Re: Reduce useless changes before reassembly during logical replication

Andy Fan Thu, 22 Feb 2024 00:37:30 -0800

Hi, 
>
> This is all true but note that in successful cases (where the table is
> published) all the work done by FilterByTable(accessing caches,
> transaction-related stuff) can add noticeable overhead as anyway we do
> that later in pgoutput_change(). I think I gave the same comment
> earlier as well but didn't see any satisfactory answer or performance
> data for successful cases to back this proposal.

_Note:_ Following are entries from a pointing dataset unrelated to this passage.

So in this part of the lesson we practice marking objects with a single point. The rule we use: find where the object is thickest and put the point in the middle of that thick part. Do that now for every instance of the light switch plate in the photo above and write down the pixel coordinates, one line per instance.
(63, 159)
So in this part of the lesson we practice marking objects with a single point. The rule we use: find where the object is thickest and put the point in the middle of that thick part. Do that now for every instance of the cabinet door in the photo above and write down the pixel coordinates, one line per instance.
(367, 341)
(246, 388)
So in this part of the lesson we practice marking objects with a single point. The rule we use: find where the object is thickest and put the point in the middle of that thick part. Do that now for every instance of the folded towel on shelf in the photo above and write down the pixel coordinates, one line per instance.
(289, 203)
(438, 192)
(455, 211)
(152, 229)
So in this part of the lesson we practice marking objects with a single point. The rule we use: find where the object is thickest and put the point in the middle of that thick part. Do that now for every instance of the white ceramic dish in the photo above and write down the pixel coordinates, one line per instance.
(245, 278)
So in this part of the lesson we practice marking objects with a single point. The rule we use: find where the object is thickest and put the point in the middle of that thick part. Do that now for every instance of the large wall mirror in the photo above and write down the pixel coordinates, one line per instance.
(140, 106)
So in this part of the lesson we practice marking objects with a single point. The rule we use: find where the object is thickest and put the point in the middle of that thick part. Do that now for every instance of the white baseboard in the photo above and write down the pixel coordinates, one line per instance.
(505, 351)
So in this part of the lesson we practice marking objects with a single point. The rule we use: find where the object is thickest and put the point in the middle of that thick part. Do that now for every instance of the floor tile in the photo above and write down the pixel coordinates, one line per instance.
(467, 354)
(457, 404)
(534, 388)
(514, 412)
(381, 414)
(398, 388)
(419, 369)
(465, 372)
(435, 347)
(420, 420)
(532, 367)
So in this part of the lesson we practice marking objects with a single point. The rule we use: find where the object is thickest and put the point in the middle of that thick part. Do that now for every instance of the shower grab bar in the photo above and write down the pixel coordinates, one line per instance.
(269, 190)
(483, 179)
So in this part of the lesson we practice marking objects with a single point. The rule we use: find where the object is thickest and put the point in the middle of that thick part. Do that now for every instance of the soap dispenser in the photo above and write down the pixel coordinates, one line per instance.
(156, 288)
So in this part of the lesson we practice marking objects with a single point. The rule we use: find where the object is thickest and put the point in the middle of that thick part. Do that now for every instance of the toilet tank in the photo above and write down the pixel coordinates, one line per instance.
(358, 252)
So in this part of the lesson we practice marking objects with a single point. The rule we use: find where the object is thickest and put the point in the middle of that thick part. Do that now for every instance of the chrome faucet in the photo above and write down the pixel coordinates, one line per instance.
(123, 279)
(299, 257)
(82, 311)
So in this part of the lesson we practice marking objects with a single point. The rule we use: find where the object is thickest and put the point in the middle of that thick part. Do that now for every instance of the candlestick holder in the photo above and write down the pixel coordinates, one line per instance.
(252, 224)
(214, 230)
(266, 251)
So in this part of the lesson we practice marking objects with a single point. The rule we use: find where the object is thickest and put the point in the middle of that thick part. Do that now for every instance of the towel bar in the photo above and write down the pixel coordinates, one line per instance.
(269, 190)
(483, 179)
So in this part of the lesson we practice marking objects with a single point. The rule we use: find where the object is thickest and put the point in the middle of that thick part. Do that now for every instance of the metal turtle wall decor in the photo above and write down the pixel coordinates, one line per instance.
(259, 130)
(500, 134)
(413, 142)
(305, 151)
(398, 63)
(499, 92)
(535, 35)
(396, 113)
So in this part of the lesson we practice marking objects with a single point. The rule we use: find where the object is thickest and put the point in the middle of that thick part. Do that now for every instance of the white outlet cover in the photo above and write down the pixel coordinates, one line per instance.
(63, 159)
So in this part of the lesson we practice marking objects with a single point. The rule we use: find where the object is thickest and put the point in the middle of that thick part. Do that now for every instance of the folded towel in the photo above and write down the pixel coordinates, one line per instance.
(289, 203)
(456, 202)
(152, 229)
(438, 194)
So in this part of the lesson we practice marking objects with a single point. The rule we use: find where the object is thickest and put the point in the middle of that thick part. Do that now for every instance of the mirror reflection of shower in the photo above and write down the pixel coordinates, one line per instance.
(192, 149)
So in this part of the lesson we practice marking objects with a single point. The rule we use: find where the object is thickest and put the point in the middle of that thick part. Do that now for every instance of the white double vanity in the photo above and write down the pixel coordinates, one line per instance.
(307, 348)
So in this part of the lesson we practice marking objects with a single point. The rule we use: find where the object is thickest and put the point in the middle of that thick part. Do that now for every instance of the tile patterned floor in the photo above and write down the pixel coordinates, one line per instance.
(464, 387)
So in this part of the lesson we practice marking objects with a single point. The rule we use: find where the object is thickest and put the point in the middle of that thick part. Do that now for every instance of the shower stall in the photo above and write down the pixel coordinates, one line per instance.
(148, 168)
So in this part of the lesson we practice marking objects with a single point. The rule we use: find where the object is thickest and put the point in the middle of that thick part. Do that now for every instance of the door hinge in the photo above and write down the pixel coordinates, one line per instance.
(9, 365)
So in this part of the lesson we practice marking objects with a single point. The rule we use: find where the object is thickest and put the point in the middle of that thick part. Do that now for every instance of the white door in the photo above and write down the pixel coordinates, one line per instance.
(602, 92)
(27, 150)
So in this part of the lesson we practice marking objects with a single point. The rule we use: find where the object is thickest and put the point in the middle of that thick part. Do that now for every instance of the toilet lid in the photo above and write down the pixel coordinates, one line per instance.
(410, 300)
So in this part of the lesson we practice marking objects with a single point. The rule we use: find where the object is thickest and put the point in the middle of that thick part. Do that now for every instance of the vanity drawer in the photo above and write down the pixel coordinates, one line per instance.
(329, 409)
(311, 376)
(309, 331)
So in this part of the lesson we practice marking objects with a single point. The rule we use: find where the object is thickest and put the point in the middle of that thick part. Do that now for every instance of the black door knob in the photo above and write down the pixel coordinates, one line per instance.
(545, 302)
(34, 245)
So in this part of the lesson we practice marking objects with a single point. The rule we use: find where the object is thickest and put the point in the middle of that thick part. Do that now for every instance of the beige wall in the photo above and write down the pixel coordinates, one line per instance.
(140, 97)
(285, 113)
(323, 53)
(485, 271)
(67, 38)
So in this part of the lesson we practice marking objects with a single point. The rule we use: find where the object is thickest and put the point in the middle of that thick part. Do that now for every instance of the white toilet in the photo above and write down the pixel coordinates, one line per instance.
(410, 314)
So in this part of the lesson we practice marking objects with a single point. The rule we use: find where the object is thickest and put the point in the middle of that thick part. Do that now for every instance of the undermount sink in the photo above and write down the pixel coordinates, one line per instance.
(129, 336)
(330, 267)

I did some benchmark yesterday at [1] and found it adds 20% cpu time.
then come out a basic idea, I think it deserves a share. "transaction
related stuff" comes from the syscache/systable access except the
HistorySansphot. and the syscache is required in the following
sistuations: 

1. relfilenode (from wal) -> relid.
2. relid -> namespaceid (to check if the relid is a toast relation).
3. if toast, get its origianl relid.
4. access the data from pg_publication_tables.
5. see if the relid is a partition, if yes, we may get its root
relation.

Acutally we already has a RelationSyncCache for #4, and it *only* need
to access syscache when replicate_valid is false, I think this case
should be rare, but the caller doesn't know it, so the caller must
prepare the transaction stuff in advance even in the most case they are
not used. So I think we can get a optimization here.

then the attached patch is made.

Author: yizhi.fzh <yizhi....@alibaba-inc.com>
Date:   Wed Feb 21 18:40:03 2024 +0800

    Make get_rel_sync_entry less depending on transaction state.
    
    get_rel_sync_entry needs transaction only a replicate_valid = false
    entry is found, this should be some rare case. However the caller can't
    know if a entry is valid, so they have to prepare the transaction state
    before calling this function. Such preparation is expensive.
    
    This patch makes the get_rel_sync_entry can manage a transaction stage
    only if necessary. so the callers don't need to prepare it blindly.

Then comes to #1, acutally we have RelfilenumberMapHash as a cache, when
the cache is hit (suppose this is a usual case), no transaction stuff
related.  I have two ideas then:

1. Optimize the cache hit sistuation like what we just did for
get_rel_sync_entry for the all the 5 kinds of data and only pay the
effort for cache miss case. for the data for #2, #3, #5, all the keys
are relid, so I think a same HTAB should be OK.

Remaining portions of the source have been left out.